The argument already seemed to be fervent. Perhaps it was only the pressure of my paranoia, but I couldn’t help wondering how long populations which believed themselves to be extremely well defended could refrain from letting fervor spill over into violence. In particular, there seemed to my untutored eye to be an unbridgeable ideological rift between the Earthbound — the most cautious posthuman faction in the solar system — and the colonists of the Jovian and Saturnian satellites, whose reasons for wanting to domesticate pseudosupernoval processes of manufacture were many and various.
It seemed that I had arrived in turbulent times — perhaps the most turbulent the children of humankind had encountered since the Crash and its Aftermath. I had lived my first thirty-nine years in a world that had seemed to be getting better all the time; I had returned to one that had known nothing but good times for centuries, and probably took its good fortune too much for granted.
After listening to my mentor’s account of the Afterlife and its significance as a factor in posthuman affairs I looked at the streets of the newly reborn North American city for a second time, in a subtly different mood. I looked at the virtual people in a different way, too.

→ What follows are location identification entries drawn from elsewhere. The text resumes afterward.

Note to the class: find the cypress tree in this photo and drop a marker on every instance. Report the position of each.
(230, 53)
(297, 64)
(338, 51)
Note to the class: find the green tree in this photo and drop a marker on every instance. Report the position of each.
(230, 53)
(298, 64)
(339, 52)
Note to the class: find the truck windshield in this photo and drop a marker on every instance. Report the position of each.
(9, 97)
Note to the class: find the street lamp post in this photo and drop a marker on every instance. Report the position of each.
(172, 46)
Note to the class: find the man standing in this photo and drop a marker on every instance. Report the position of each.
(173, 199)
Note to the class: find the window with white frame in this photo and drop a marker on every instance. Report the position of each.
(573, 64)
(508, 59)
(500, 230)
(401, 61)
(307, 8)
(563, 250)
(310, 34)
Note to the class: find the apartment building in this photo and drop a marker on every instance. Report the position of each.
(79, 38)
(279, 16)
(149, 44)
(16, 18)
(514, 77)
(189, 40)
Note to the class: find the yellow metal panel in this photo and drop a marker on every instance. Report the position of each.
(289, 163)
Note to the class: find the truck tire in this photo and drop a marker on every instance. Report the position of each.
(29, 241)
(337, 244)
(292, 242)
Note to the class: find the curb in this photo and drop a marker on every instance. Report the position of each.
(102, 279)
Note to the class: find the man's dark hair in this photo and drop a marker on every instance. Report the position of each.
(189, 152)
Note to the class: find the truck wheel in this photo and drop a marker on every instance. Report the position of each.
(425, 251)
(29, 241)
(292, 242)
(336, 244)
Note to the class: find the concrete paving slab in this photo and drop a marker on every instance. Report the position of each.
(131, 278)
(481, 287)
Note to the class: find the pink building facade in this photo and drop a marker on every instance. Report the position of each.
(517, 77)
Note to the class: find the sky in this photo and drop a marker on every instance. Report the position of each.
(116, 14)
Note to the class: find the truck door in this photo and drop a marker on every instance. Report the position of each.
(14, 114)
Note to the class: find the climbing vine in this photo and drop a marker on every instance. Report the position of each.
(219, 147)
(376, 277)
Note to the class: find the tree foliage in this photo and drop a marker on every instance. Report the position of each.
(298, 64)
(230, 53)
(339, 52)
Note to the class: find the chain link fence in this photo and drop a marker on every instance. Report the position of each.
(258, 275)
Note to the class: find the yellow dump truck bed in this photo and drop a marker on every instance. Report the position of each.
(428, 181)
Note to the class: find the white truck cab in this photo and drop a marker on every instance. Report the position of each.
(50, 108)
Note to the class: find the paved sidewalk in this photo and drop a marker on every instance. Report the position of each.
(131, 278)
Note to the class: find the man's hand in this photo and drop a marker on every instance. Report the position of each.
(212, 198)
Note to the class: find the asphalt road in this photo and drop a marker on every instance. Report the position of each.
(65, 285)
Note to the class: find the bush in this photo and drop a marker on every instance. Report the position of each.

I soon moved on again, from one American city to another and then to the cities of the “Old World” — which no longer seemed old at all, now that it had been rebuilt by degrees over centuries and millennia. I could see that all the cities were patchworks, which all seemed equally crazy to me except for the oldest of them all, Amundsen, which had housed the official world government for centuries.
Amundsen had been built long after I was put away, but it seemed to me that it retained a faint echo of the world that I had known. For a while, I was told, it had been on the verge of becoming a mere monument, but the reconstruction that had had to be organized after the Yellowstone basalt flow had revitalized the UN for a time, making elected government briefly necessary — and hence briefly powerful — once again.
How, I wondered, did all this information need to be factored into my own personal situation? What difference did it make to
me
?
It was too soon to tell.
I thought, for a little while, that I had seen what Ice Palaces might be when I had seen Amundsen City and its immediate neighbors, but if I hadn’t had so much else to think about I would have realized that the palaces of the world capital’s satellite towns could only be trial runs for something much more adventurous and grandiose. It was better that I make the mistake, though, because learning to wonder is something we have to do again and again, no matter how long we live or how long we sleep between our intervals of active thought. We always think that we can do it perfectly well, but there’s always another realm beyond the one we can imagine, and another realm beyond that, and so ad infinitum.
Cocooned in my VE nest on Excelsior, while my virtual self was on Earth, wondering at the world that had replaced my own, I had only just begun to realize how many other worlds there were — and I had not yet begun to discover what marvels
they
might contain.
I had so much more to see, so much more to discover — and wherever I started, the journey of discovery would be a very long one. For a journey like that, I would need the kind of lifetime with which this world could equip me — but would my need be sufficient to guarantee that I got it? I could not help returning to that anxiety: the idea that I might have been brought to the threshold of eternity only to be turned away, because I was not Adam Zimmerman. I could not believe that I was a convicted murderer either, but I knew that appearances were against me.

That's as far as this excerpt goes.